The near 20,000 members of BHS’s two retirement schemes will now likely enter the Pension Protection Fund (PPF) – a government-backed lifeboat for failed pension schemes.

Taxpayers would only be directly paying for these pensions if the PPF ran out of money completely and needed propping up – which is unlikely – but this still effectively passes on the payment of pensions away from BHS and onto other smaller businesses. Not to mention it’ll see many workers’ entitlements cut by at least 10 per cent.

  1. Profit over public interest: corporate governance isn’t suitable

Company law still allows directors – who are also one of numerous shareholders – to treat companies as their own and do with them as they please.  Although directors are encouraged to take other stakeholders into account, ‘employees, creditors and local communities are helpless as the law permits shareholders to extract as much cash as possible’.

It is worth considering that, in the case of BHS, if other stakeholders had been consulted, this situation could have been avoided.

 Rather than the huge extraction of profits and the pilling of debt on the company, more money might have been reinvested into the business or the pension pot might have stayed healthy.

How can the government stop this happening again?

The UK government has had its say on BHS, and is investigating the pensions crisis, but unless it makes some structural changes this same thing is likely to happen elsewhere.

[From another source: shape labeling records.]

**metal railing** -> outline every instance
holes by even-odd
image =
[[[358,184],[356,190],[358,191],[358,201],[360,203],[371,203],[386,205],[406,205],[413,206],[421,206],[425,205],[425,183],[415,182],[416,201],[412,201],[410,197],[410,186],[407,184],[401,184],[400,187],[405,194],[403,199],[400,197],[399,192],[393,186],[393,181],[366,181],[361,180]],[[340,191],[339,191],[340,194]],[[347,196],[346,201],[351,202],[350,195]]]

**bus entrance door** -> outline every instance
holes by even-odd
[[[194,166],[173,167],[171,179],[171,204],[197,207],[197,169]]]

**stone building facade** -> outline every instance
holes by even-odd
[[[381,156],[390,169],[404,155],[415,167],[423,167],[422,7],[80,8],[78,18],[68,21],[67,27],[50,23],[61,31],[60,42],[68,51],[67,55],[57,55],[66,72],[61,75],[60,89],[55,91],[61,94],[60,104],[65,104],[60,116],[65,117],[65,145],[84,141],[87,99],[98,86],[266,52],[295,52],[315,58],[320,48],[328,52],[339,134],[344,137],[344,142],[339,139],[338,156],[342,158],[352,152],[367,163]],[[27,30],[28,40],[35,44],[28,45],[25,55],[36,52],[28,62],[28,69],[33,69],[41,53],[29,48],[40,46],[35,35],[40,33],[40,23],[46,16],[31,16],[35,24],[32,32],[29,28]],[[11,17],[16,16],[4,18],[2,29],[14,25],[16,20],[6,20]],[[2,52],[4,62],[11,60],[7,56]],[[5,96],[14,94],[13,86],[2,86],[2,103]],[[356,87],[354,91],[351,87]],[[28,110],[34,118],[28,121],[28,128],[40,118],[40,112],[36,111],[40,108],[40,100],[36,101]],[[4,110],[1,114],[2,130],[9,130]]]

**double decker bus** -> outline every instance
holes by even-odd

It should:

  • Limit the ability to pay dividends:  stop companies from paying dividends by getting into additional debt or paying out more than their net profit or cash reserves.
     
  • Stop conflicts of interest in financial management: by banning the financial auditors of a company from selling it consultancy. There should also be a mandatory change in auditor every five years.
     
  • Reform the tax system: so that debt is no longer favoured, by making debt repayments deductible from tax. This should encourage other forms of investment that do not place huge repayment burdens on the company.
     
  • Modernise UK law:  so that companies are seen as entities designed to act in the interests of the communities, organisations and environment they effect, as well as their shareholders.

A buyer may well be found for BHS, and some, or even all, may be saved, but even if so it’s essential that we recognise this is part of a wider problem.